Антиподом и Отелло и Дездемоны — двух натур, глубоко друг другу родственных, является Яго — воплощение всех самых низменных начал человеческой природы. Конечно, видеть в нем персонификацию зла, существо, любящее зло ради зла, как это делала старая романтическая критика (а в более позднее время — А. Блок), сейчас мы уже не можем: слишком уж четко выступает конкретная мотивировка действий Яго и их социально-исторический смысл; Яго — типичный представитель хищнического индивидуализма, жестокий и циничный, подобно Ричарду III или Эдмонду Глостеру в «Короле Лире». У него своя философия, с помощью которой он оправдывает совершаемые им злодеяния. Философия эта, в сущности, сводится всего к двум принципам, теоретически слабо друг с другом связанным, но практически довольно хорошо совмещающимся: это абсолютный релятивизм, утверждающий, что всякая вещь существует лишь поскольку мы ее ощущаем и что если мы ее не чувствуем, то, значит, ее и нет; а второй принцип много проще: это «набей потуже кошелек» (I, 3) — припев, с помощью которого он пытается поработить Родриго и извлечь из него все, что только можно, а затем выбросить его как выжатый плод.
Ясно, насколько такое мировоззрение непримиримо с мироощущением как Отелло, так и Дездемоны. И отсюда понятна ненависть Яго к обоим, что и делает его злобу к ним такой предвзятой и непримиримой. «Я не перевариваю мавра», — говорит он. Подобно тому как «в жизни Кассио есть некая красота», делающая его нестерпимым для Яго, так же несносны для него и Отелло с Дездемоной: первый оскорбляет Яго своим величием, вторая — своей чистотой. Они претят ему, они его терзают одним лишь тем, что существуют, ибо Яго насквозь до конца аморален. Отсюда, по выражению английских критиков «поиски мотивов» у Яго для его ненависти к Отелло: если бы даже последний и не обошел его по службе, сделав своим лейтенантом Кассио, все равно — Яго нашел бы оправдание для смертельной ненависти к мавру (например, вымышленная Яго супружеская неверность Эмилии, в постель к которой якобы «скакал» Отелло). Вот источник идеи о «демонизме» Яго, обожающего зло ради зла. Но свою низость Яго прикрывает маской солдатской прямоты, правдивости. И ему дается обмануть других, в том числе и Отелло. Отсюда постоянный припев Отелло: «Честный Яго! Мой честный Яго!..»
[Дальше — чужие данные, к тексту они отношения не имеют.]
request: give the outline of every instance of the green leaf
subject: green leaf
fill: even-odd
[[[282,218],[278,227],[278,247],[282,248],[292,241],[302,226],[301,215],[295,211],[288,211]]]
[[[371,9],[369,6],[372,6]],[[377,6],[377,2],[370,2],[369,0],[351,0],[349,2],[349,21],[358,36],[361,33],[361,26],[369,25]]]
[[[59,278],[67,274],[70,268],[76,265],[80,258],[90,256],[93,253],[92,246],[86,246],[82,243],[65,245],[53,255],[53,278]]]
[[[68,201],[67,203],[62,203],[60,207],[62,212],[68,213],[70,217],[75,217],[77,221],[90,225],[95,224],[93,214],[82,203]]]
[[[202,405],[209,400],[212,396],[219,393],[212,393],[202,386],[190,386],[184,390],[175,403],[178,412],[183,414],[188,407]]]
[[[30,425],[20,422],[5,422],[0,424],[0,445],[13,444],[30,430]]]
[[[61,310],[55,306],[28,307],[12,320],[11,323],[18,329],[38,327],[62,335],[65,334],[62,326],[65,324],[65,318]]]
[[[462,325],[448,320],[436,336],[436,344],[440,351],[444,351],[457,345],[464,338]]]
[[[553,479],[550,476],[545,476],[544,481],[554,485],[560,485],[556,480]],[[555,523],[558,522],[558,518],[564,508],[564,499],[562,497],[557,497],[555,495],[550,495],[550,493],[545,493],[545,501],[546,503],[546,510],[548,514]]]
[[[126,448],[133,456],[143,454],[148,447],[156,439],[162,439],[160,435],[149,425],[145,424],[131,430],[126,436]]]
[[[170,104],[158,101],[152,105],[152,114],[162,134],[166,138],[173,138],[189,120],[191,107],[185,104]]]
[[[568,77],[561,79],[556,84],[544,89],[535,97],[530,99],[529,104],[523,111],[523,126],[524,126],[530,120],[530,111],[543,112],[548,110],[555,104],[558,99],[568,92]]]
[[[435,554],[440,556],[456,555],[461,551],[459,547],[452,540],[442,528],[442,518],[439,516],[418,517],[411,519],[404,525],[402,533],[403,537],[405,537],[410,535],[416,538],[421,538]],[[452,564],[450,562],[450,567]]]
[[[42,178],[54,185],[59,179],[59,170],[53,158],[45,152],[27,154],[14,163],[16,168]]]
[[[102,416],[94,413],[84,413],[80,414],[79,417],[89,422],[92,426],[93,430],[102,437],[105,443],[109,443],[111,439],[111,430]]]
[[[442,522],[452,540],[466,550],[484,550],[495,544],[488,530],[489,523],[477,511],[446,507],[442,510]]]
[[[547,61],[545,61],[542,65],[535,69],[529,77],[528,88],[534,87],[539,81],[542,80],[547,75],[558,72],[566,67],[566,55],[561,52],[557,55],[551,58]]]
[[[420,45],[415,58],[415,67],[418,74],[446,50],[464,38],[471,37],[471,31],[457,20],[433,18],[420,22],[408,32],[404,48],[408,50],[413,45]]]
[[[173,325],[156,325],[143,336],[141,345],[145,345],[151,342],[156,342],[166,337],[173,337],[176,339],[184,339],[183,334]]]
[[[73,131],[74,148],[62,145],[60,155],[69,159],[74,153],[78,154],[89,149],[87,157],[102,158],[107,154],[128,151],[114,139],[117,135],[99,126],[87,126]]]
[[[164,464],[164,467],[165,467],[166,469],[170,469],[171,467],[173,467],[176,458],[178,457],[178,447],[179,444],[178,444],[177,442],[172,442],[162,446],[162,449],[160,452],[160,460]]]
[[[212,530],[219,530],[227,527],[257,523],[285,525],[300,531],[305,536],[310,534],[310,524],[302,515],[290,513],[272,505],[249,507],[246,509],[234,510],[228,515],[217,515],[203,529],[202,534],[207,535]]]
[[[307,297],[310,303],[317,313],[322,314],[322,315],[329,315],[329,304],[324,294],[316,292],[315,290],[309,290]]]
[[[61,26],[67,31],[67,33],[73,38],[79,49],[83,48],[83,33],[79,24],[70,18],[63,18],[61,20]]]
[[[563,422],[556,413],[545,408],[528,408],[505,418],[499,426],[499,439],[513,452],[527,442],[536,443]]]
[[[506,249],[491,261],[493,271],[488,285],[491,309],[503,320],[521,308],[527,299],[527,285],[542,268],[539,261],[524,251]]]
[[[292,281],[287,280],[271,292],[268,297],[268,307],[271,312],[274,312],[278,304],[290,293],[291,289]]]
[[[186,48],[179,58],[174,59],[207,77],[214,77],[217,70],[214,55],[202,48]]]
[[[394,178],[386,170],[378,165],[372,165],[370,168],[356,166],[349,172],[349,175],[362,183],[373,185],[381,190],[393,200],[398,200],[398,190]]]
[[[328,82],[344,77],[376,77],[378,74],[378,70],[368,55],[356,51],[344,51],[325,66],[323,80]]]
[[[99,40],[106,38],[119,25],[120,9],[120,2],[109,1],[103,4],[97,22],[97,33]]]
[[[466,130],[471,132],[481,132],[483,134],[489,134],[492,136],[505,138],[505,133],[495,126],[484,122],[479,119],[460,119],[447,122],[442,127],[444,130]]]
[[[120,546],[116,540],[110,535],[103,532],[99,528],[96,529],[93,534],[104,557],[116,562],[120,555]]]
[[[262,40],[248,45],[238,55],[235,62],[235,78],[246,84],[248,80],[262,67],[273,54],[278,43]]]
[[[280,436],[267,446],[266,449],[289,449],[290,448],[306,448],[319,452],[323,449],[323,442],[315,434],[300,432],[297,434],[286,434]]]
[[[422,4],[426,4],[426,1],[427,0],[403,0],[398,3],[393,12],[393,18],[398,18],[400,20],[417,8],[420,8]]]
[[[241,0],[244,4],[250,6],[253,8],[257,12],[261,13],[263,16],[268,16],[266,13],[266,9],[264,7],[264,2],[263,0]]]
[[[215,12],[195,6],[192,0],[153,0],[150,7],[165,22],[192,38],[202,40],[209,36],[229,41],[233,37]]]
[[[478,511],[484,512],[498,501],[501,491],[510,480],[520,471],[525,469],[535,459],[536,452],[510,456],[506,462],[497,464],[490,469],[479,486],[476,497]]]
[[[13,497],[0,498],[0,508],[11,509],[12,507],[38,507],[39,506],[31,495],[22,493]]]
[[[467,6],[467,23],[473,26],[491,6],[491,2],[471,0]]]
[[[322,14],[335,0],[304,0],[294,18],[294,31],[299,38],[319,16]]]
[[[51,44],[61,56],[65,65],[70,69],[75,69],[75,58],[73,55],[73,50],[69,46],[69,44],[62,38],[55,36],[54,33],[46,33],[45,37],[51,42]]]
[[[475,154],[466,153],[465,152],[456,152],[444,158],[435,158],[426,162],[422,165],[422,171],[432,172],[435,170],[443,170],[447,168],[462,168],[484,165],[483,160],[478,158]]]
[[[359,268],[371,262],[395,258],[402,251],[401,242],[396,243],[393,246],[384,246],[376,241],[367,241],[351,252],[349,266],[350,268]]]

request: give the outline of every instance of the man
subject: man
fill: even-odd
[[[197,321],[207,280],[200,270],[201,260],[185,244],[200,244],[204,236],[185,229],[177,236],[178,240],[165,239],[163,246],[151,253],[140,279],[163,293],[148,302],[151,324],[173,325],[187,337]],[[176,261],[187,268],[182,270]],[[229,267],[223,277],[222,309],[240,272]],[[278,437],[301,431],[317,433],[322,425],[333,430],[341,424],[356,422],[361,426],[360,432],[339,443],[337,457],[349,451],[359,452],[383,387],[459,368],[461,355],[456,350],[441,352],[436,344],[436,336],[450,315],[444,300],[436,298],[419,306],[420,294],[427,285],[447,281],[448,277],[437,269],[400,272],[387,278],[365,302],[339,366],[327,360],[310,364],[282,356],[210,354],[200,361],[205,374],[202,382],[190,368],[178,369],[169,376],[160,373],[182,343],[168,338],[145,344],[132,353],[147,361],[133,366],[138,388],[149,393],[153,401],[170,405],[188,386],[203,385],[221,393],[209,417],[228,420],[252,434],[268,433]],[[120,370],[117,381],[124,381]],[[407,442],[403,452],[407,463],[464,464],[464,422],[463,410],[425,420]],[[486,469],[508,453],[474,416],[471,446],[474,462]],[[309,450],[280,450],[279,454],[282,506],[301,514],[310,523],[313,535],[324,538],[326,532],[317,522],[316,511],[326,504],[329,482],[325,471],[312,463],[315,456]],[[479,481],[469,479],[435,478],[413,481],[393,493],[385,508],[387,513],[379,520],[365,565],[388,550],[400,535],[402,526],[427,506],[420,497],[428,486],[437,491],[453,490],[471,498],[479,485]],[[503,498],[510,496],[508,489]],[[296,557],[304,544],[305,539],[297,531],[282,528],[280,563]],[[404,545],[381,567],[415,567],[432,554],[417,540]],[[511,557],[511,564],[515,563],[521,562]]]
Яго проповедует свои «принципы» так пылко и настойчиво, что способен заразить ядом своей философии и других, в том числе самого Отелло в момент наибольшего помутнения его разума. Он говорит (и мы словно слышим голос Яго): «Тот не ограблен, кто не сознает, что он ограблен» и еще: «Я был бы счастлив, если б целый полк был близок с ней, а я не знал об этом» (III, 3). Но мы хорошо понимаем, что у Отелло такие мысли — болезнь, наваждение, что он и Яго — полярно противоположны, до конца враждебны друг другу.
Но Яго свойственна еще другая форма релятивизма, более утонченная и потому еще более мерзкая — это стремление все мерить на свой аршин и потому все унижать и марать. Он говорит про Дездемону: «Я сужу по себе и потому знаю, чем она станет». Это постоянное сопоставление других душ со своей собственной, ничтожной и низменной, придает всем его суждениям ограниченность и будничность, грязное уродство.
Яго вообще дан в трагедии как предельная антитеза Отелло. В двух случаях антитеза эта особенно подчеркнута: в том, что касается брака Яго, рассудочного и случайного, лишенного поисков, взлета, борьбы за чувство, и в вопросе о ревности Яго, который ревнует Эмилию, но исключительно лишь во имя оскорбленного чувства чести (вернее, быть может, из самолюбия), тогда как до самой жены ему нет дела. Мы имеем здесь одно из тех мелких противопоставлений, которые усиливают рельефность шекспировских антитез (Гамлет и Лаэрт, Гамлет и Горацио, Ромео и Бенволио и т. д.).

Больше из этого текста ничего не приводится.